Consolidate and enhance Hong Kong’s status as an international financial, shipping and trade centre

Hong Kong has established strengths as an international centre for finance, shipping and trade, which are closely intertwined and can be developed in a synergistic and complementary manner.

On the financial front, the Policy Address sets out the strategic development of Hong Kong as an international financial centre on all fronts. It strives to reinforce Hong Kong’s status as the world’s largest offshore Renminbi business hub, enhance the asset and securities markets, and develop Hong Kong into an international gold trading market through measures such as building world-class gold storage facilities and strengthening the trading mechanism and regulatory framework. This will in turn drive demand for related services such as collateral and loan businesses, opening up new growth areas of the financial sector.

On the shipping side, the existing Hong Kong Maritime and Port Board will be reconstituted into the Hong Kong Maritime and Port Development Board. Additional funding will be provided to enhance its research capabilities, strengthen its Mainland and overseas promotional work and step up manpower training, encouraging more Mainland and overseas maritime service enterprises to establish presence in Hong Kong, promoting the sustainable development of Hong Kong’s maritime industry. The Government will advance the development of Hong Kong into a green maritime centre, while at the same time exploring the introduction of tax concessions and facilitate international commodity exchanges to set up accredited warehouses in Hong Kong, so as to establish a commodity trading ecosystem, especially for the storage and delivery of non-ferrous metal products, further promoting the development of Hong Kong’s maritime and trading services.

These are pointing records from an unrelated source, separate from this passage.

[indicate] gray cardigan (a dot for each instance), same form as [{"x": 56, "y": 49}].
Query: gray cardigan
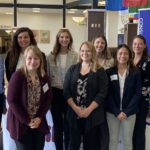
[{"x": 97, "y": 86}]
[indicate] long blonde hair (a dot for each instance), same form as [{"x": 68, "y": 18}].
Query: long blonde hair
[
  {"x": 38, "y": 53},
  {"x": 94, "y": 60}
]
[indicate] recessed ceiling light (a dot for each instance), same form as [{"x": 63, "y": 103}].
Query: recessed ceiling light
[{"x": 36, "y": 10}]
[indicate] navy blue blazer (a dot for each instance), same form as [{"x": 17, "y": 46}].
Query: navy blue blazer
[
  {"x": 97, "y": 86},
  {"x": 131, "y": 94}
]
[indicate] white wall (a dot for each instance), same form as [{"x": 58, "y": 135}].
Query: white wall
[{"x": 112, "y": 28}]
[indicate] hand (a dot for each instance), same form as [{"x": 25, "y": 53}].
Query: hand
[
  {"x": 34, "y": 123},
  {"x": 78, "y": 111},
  {"x": 85, "y": 112},
  {"x": 122, "y": 116}
]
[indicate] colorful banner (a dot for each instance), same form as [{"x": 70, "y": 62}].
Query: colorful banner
[
  {"x": 135, "y": 3},
  {"x": 114, "y": 5},
  {"x": 135, "y": 9},
  {"x": 144, "y": 25}
]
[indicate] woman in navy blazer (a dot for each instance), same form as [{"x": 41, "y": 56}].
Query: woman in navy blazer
[
  {"x": 29, "y": 97},
  {"x": 123, "y": 98},
  {"x": 85, "y": 90}
]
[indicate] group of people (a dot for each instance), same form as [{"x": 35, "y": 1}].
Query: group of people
[{"x": 90, "y": 94}]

In respect of the trade sector, the Government will establish a high-value-added supply chain service centre. Through measures such as enriching a high value-added supply chain services mechanism and enhancing export credit services, as well as making good use of the new opportunities brought about by the Second Agreement Concerning Amendment to the Mainland and Hong Kong Closer Economic Partnership Arrangement (CEPA) Agreement on Trade in Services, the Government will seek to attract Mainland and overseas enterprises to set up their headquarters or corporate divisions in Hong Kong. The Government will continue to vigorously expand Hong Kong’s global economic and trade networks, with particular emphasis on strengthening Hong Kong’s economic and trade ties with and marketing efforts in emerging markets, so as to enable Hong Kong to exert a greater role in the country’s opening up to the world. Moreover, the Government will reduce the import duty on liquor, fostering trading of liquor and boosting development of high value-added industries.

Develop new quality productive forces tailored to local conditions

The core element of new quality productive forces is to achieve high quality economic development through technological empowerment. The Government is striving to expedite Hong Kong’s development into an international innovation and technology (I&T) centre. On top of the additional investment put in over the past two years, a $10 billion I&T Industry-Oriented Fund will be set up to guide more market capital to invest in specified emerging and future industries of strategic importance, including life and health technology and artificial intelligence. The Government will also launch the I&T Accelerator Pilot Scheme to attract professional start-up service providers to set up accelerator bases in Hong Kong, fostering the robust growth of start-ups.

The Policy Address also proposed the establishment of the Working Group on Developing Low-altitude Economy. Starting with projects on low-altitude applications, the working group will designate specific venues for such purposes, draw up regulations and design the institutional set-up, study and map out plans to develop the required infrastructure and networks, and promote interface with the Mainland, pushing forward development of the low-altitude economy.

At the same time, the Government is committed to promoting new energy development, such as green maritime fuel, sustainable aviation fuel and hydrogen energy. The Government will also expedite the reform of the approval mechanism for drugs and medical devices, establish the Real-World Study and Application Centre, and join hands with Shenzhen to establish the GBA Clinical Trial Collaboration Platform to enhance Hong Kong’s clinical trial capability and accelerate registration of new drugs, developing Hong Kong into an international health and medical innovation hub.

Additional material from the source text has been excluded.